One of the first things we learn in floating point arithmetics is how rounding error plays a crucial role in double summation. Let's say we have an array of double myArray and we want to find the mean. What we could trivially do is:
double sum = 0.0;
for(int i = 0; i < myArray.length; i++) {
sum += myArray[i];
}
double mean = (double) sum/myArray.length;
However, we would have rounding error. This error can be reduced using other summation algorithm such as the Kahan one (wiki https://en.wikipedia.org/wiki/Kahan_summation_algorithm).

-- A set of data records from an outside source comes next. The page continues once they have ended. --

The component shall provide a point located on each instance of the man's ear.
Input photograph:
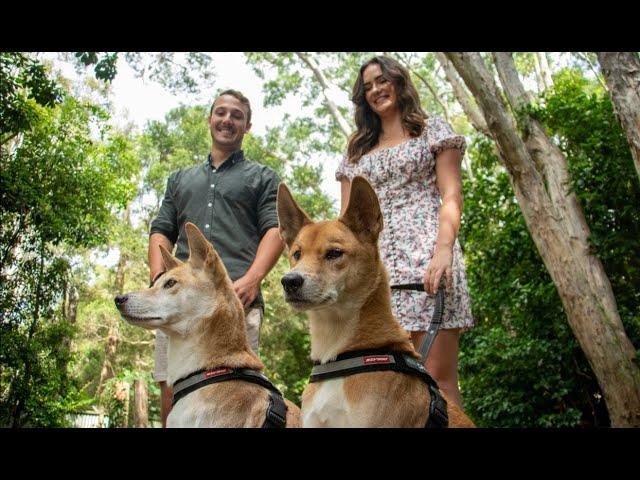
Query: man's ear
(363, 215)
(291, 218)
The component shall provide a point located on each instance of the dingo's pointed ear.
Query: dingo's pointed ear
(199, 246)
(291, 218)
(363, 215)
(169, 260)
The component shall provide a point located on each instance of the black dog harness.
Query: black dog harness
(276, 412)
(361, 361)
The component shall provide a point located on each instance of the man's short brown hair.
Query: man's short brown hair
(234, 93)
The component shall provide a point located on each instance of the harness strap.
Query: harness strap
(276, 416)
(361, 361)
(276, 411)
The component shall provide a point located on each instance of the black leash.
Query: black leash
(436, 321)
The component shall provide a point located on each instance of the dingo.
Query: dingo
(195, 305)
(337, 275)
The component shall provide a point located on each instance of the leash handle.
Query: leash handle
(434, 326)
(436, 320)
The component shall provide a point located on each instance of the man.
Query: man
(232, 201)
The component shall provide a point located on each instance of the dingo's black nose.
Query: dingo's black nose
(292, 282)
(121, 300)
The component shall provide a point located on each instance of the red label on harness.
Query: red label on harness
(215, 373)
(376, 359)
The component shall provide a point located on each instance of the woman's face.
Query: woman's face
(379, 92)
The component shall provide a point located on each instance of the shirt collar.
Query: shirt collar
(234, 158)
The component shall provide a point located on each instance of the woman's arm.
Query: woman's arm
(449, 181)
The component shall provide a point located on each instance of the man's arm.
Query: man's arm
(156, 265)
(267, 255)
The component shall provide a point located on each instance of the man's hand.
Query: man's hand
(246, 289)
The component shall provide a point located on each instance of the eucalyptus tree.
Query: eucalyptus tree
(622, 73)
(554, 217)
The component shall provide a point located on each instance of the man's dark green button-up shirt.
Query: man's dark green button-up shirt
(233, 205)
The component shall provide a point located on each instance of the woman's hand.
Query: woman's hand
(441, 263)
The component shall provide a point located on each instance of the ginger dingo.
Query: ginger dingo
(338, 277)
(195, 305)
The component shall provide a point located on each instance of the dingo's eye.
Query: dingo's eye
(333, 254)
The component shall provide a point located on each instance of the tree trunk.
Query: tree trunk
(544, 69)
(121, 395)
(621, 71)
(141, 411)
(319, 76)
(472, 112)
(538, 173)
(432, 90)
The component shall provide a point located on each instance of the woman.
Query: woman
(413, 163)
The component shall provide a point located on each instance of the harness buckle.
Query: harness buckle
(274, 417)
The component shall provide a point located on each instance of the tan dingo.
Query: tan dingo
(338, 277)
(195, 305)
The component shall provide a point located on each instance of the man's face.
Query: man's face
(228, 122)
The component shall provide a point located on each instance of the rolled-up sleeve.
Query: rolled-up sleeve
(440, 136)
(266, 208)
(345, 169)
(166, 222)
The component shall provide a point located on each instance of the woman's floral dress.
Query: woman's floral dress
(404, 178)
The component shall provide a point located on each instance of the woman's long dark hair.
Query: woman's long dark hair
(368, 125)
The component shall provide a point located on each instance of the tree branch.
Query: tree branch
(321, 79)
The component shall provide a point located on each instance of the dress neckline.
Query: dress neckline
(374, 152)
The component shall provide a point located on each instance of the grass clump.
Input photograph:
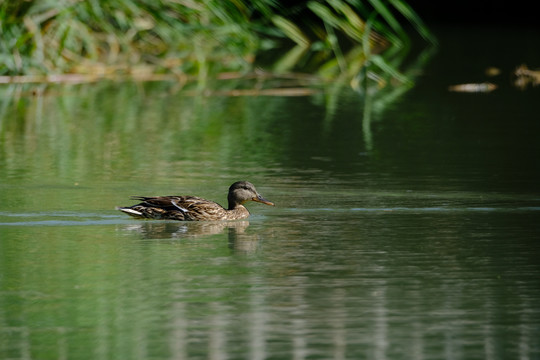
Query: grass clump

I have recently discovered Java Streams (refer to: https://docs.oracle.com/javase/8/docs/api/java/util/stream/package-summary.html) and in particular DoubleStream (see: https://docs.oracle.com/javase/8/docs/api/java/util/stream/DoubleStream.html).
With the code:
double sum = DoubleStream.of(myArray).parallel().sum();
double average = (double) sum/myArray.length;
we can get the average of our array. Two advantages are remarkable in my opinion:
More concise code
Faster as it is parallelized
Of course we could also have done something like:
double average = DoubleStream.of(myArray).parallel().average();
but I wanted to stress the summation.
At this point I have a question (which API didn't answer): is this method sum() numerically stable? I have done some experiments and it appears to be working fine. However I am not sure is at least good as the Kahan algorithm. Any help really welcomed!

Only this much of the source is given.